SPP1, LYZ, and MCM5: Potential Diagnostic Biomarkers for Rheumatoid Arthritis and Cervical Cancer Comorbidity

Xiaoyang Liu¹Wenhao Wang²Yuhui Zhao¹Xueying Gu¹Ruihe Wu¹Kaili Qin¹Xiao-Feng Li¹Chong Gao³Caihong Wang^1*

• ¹Second Hospital of Shanxi Medical University Department of Rheumatology and Immunology, Taiyuan, China
• ²Second Hospital of Shanxi Medical University, Department of Obstetrics and Gynecology, Taiyuan, China
• ³Brigham and Women's Hospital, Department of Pathology, Boston, United States

Background: The comorbidity of rheumatoid arthritis (RA), a chronic autoimmune disease, with cervical cancer has garnered a lot of attention. The purpose of this study is to explore the molecular mechanism of comorbidity between RA and cervical cancer and identify potential biomarkers through transcriptomics and single cell transcriptomics analysis.
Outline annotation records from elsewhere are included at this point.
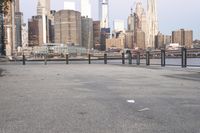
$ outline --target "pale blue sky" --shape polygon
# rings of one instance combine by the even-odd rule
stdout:
[[[24,13],[24,21],[36,15],[38,0],[21,0],[21,10]],[[63,9],[65,0],[51,0],[51,8]],[[77,1],[77,10],[80,9]],[[93,19],[98,19],[98,0],[92,1]],[[142,0],[146,8],[146,1]],[[130,14],[130,8],[134,6],[135,0],[110,0],[110,21],[113,19],[124,19],[126,21]],[[200,39],[200,10],[199,0],[157,0],[159,29],[164,34],[171,34],[172,30],[180,28],[192,29],[194,39]]]

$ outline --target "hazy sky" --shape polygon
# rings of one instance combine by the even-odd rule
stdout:
[[[24,21],[36,15],[38,0],[21,0],[21,10],[24,13]],[[64,8],[66,0],[51,0],[51,8],[60,10]],[[79,1],[77,10],[80,10]],[[98,0],[92,1],[93,19],[98,19]],[[136,0],[110,0],[110,26],[113,19],[127,20],[130,8],[134,7]],[[146,9],[147,0],[141,0]],[[180,28],[192,29],[194,39],[200,39],[200,0],[157,0],[159,30],[164,34],[171,34],[172,30]]]

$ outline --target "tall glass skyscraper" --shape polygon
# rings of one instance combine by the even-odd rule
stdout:
[[[81,16],[92,18],[90,0],[81,0]]]
[[[147,0],[147,48],[155,48],[158,30],[157,1]]]
[[[99,0],[99,20],[101,28],[109,28],[109,1]]]
[[[38,0],[37,15],[49,15],[50,14],[50,2],[51,0]]]

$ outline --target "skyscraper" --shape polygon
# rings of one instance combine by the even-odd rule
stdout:
[[[15,1],[15,12],[20,12],[20,7],[19,7],[19,0]]]
[[[37,15],[49,15],[50,2],[51,0],[38,0]]]
[[[99,0],[99,19],[101,21],[101,28],[109,28],[108,0]]]
[[[91,2],[90,0],[81,0],[81,16],[91,18]]]
[[[147,48],[155,48],[155,36],[158,34],[156,0],[147,0]]]

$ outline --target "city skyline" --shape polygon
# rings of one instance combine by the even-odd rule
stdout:
[[[79,0],[75,0],[78,2]],[[131,7],[135,7],[132,0],[118,1],[110,0],[110,24],[112,25],[114,19],[127,20],[130,15]],[[172,5],[173,2],[173,6]],[[181,2],[181,7],[179,6]],[[92,3],[92,17],[94,20],[98,20],[98,1],[93,0]],[[142,3],[146,10],[146,0],[142,0]],[[195,0],[177,0],[177,1],[164,1],[158,0],[158,21],[160,32],[164,34],[171,34],[173,30],[181,28],[194,30],[194,39],[200,38],[200,20],[196,19],[198,16],[198,3]],[[51,9],[63,9],[64,0],[56,2],[52,0]],[[123,7],[121,5],[124,5]],[[26,1],[21,0],[21,11],[24,13],[24,20],[27,22],[28,18],[36,14],[37,0]],[[32,7],[30,9],[30,7]],[[121,8],[120,12],[117,12]],[[80,4],[77,4],[77,9],[80,11]],[[113,28],[111,26],[111,28]]]

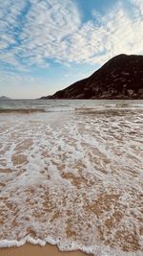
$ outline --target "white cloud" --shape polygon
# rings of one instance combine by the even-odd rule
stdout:
[[[6,0],[0,5],[1,59],[15,69],[47,67],[49,59],[103,64],[120,53],[143,54],[143,1],[117,1],[82,23],[72,0]]]

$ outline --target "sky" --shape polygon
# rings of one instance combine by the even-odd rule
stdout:
[[[0,0],[0,96],[53,94],[142,38],[143,0]]]

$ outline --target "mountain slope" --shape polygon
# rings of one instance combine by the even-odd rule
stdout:
[[[91,77],[42,99],[143,99],[143,56],[116,56]]]

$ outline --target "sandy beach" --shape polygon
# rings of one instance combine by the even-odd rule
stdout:
[[[62,252],[56,246],[27,244],[20,247],[0,248],[0,256],[84,256],[81,251]],[[88,254],[90,255],[90,254]],[[92,254],[91,254],[92,255]]]

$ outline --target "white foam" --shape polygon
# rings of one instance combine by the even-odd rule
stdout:
[[[142,255],[142,112],[14,117],[0,116],[0,247]]]

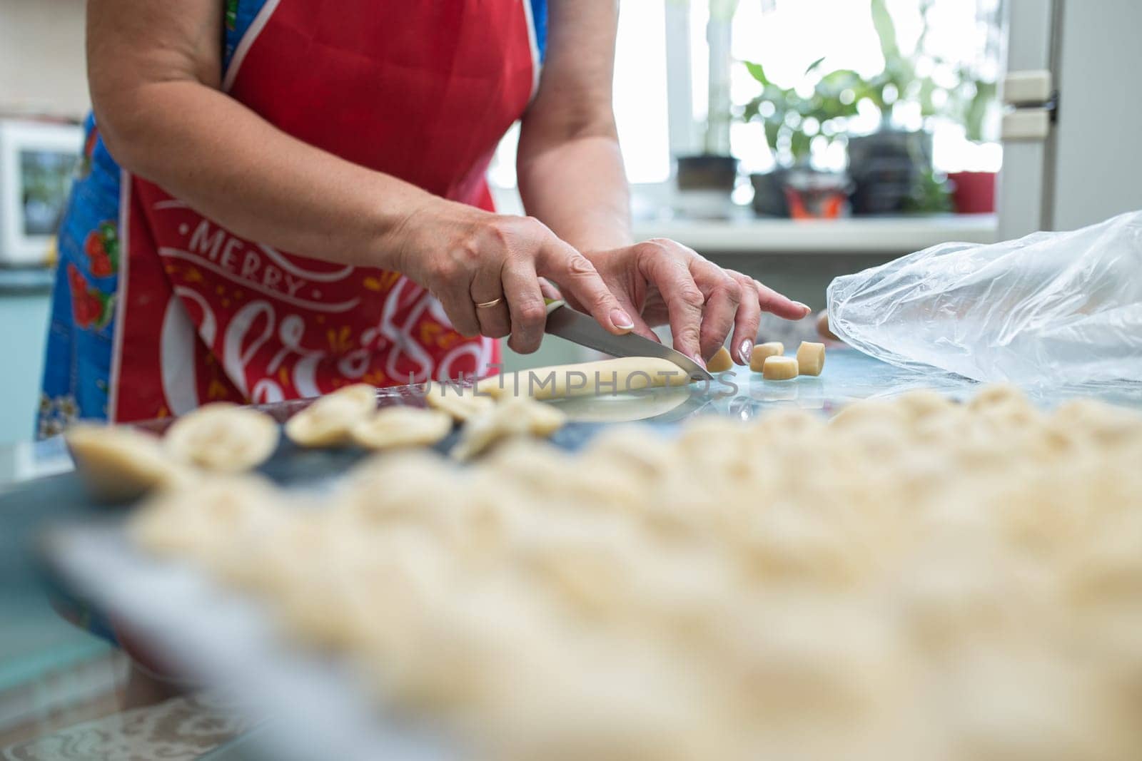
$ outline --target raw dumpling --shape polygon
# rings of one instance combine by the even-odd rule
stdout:
[[[377,408],[377,389],[367,383],[346,386],[321,397],[286,423],[286,436],[299,446],[341,446],[353,427]]]
[[[160,440],[119,426],[74,426],[64,437],[75,469],[91,496],[127,502],[147,492],[176,486],[188,475],[162,450]]]
[[[353,427],[353,442],[369,450],[432,446],[452,430],[452,419],[440,410],[393,406]]]
[[[176,420],[162,444],[178,462],[241,472],[268,460],[279,437],[276,421],[264,412],[216,402]]]

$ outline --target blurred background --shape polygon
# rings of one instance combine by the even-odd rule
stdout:
[[[89,108],[83,17],[83,0],[0,0],[0,485],[32,468],[54,230]],[[1139,0],[624,0],[635,234],[817,310],[834,277],[936,243],[1142,208],[1140,29]],[[504,212],[522,212],[516,138],[490,170]],[[507,364],[576,358],[548,338]],[[27,597],[25,528],[0,531],[0,750],[107,713],[123,669]]]
[[[624,0],[614,112],[635,234],[820,309],[835,276],[935,243],[1142,207],[1142,106],[1118,83],[1140,13],[1134,0]],[[0,0],[0,331],[13,358],[0,444],[32,432],[51,233],[89,106],[83,14],[83,0]],[[516,137],[490,171],[505,212],[522,211]],[[574,358],[550,339],[507,364]]]

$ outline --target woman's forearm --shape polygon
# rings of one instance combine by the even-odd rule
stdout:
[[[528,213],[580,251],[633,243],[630,197],[618,140],[605,133],[533,147],[526,128],[517,161]]]
[[[386,266],[403,220],[448,203],[290,137],[200,82],[148,82],[97,98],[96,115],[128,171],[234,234],[284,251]]]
Methods: In this study, transcriptome expression profile data of RA and cervical cancer were downloaded from GEO and TCGA databases, and differential gene analysis, GO and KEGG functional enrichment analysis were performed. Using multivariate Cox proportional hazard modeling and Lasso regression, independent differential genes linked to the prognosis of cervical cancer were screened. Molecular docking technology was used to predict the interaction between candidate gene encoded proteins and HPV 16 E6/E7. Intercellular communication and the expression patterns of potential genes in various cell groups were examined using single cell transcriptome data. Finally, the expression of candidate genes in cervical tissues of patients with RA combined with cervical cancer was verified by immunohistochemistry. Results: The study found that those with RA had 493 up-regulated genes and 216 down-regulated genes, while individuals with cervical cancer had 2600 up-regulated genes and 2172 down-regulated genes. Cox regression analysis identified 35 genes independently associated with the prognosis of cervical cancer, of which SPP1, LYZ, and MCM5 were significantly regulated in both RA and cervical cancer. The HPV 16 E6/E7 specific binding sites of the proteins produced by these three genes were shown using molecular docking simulation. Especially, single cell transcriptomic analysis revealed that SPP1 was highly expressed in NK/T cells, Myeloid cells, and epithelial cells, and served as an important ligand receptor pair for communication between these cells. Immunohistochemistry results further verified the high expression of SPP1, LYZ, and MCM5 in patients with RA combined with cervical cancer. Conclusion: This study successfully identified SPP1, LYZ and MCM5 as key hub genes for the comorbidity of RA and cervical cancer. By regulating processes like inflammation, immune evasion, and cell proliferation, these genes not only have a high diagnostic potential but may also contribute to the occurrence and development of cervical cancer.